Monir U Ahmed 1 , Louise Dunn 1 , Mary Valcanis 2 , Geoff Hogg 2 , Elena P Ivanova 1
  1. Swinburne University of Technology, Melbourne, VIC, Australia
  2. Microbiology Diagnostic Unit, The University of Melbourne, Melbourne, Victoria, Australia
Campylobacter jejuni has been recognized as the most common bacterial cause of gastroenteritis worldwide since the late 1970s. In Victoria, Australia, only 12% of campylobacter isolates were subtyped in 2007, and only 1-3 outbreaks caused by C. jejuni were detected annually from 2002 to 2007. This is despite the number of annual notified number of cases being more than 6000, suggesting that the campylobacter surveillance system in Victoria is not fully satisfying its objectives . Bacterial typing plays important role in epidemiological surveillance of C. jejuni infections to trace the source and route of transmission.
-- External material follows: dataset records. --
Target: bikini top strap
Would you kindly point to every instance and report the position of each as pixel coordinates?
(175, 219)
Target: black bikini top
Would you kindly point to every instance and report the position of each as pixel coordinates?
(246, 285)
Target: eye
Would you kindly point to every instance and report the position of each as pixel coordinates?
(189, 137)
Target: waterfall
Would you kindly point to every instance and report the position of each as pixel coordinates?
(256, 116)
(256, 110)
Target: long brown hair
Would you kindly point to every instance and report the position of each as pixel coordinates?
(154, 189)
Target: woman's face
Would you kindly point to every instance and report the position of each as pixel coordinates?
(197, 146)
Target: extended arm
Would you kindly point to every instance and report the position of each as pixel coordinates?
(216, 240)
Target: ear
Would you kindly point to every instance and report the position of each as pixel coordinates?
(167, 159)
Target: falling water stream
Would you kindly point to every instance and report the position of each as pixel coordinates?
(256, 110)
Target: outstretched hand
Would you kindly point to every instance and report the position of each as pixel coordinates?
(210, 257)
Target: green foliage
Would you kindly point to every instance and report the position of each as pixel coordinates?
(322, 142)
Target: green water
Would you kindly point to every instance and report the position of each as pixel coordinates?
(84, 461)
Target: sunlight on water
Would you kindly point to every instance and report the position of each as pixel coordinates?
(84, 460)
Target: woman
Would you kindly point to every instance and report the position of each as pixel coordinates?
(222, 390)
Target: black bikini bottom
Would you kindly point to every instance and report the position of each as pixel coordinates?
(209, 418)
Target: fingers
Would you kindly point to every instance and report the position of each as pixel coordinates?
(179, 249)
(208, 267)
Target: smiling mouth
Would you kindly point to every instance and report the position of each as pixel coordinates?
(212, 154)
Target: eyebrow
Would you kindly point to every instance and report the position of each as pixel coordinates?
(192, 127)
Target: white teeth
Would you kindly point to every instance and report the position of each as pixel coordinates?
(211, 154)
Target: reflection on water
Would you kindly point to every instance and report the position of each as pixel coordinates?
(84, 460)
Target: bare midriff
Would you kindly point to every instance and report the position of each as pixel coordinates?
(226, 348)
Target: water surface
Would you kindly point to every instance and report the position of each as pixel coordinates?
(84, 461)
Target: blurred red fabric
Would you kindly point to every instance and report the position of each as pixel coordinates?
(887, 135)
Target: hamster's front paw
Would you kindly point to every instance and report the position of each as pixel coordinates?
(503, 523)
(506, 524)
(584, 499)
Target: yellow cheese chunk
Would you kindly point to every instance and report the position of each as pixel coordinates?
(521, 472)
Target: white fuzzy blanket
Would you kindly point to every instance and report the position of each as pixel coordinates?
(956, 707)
Among genotyping methods, sequence based methods are preferred for unambiguous data production, ease of data transfer, reliability, reproducibility and discriminatory power. In this study, we present a trilocus sequence typing (TLST) scheme based on the intragenic sequence of porA (associated with antibiotic resistance), peb1A (virulence factor by dual role of adhesin and solute binding protein) and mapA (membrane associated protein) genes for typing or subspecies differentiation of C. jejuni. Each of the three alleles was analysed using 50 C. jejuni strains from variety of sources such as human, chicken, water, ovine and canine, which included 10 outbreak strains and 33 epidemiologically unrelated strains. Multiple DNA sequence alignment was used to identify porA,peb1A and mapA allelic types. The allelic profiles of the concatenated sequences of the three genes (1253 bp) differentiated 33 epidemiologically unrelated strains into 27 types with resulting discriminatory power of 0.986. The newly developed TLST scheme generated comparable results to multilocus sequence typing (MLST) results while being a rapid and low cost sequence based typing scheme for C. jejuni.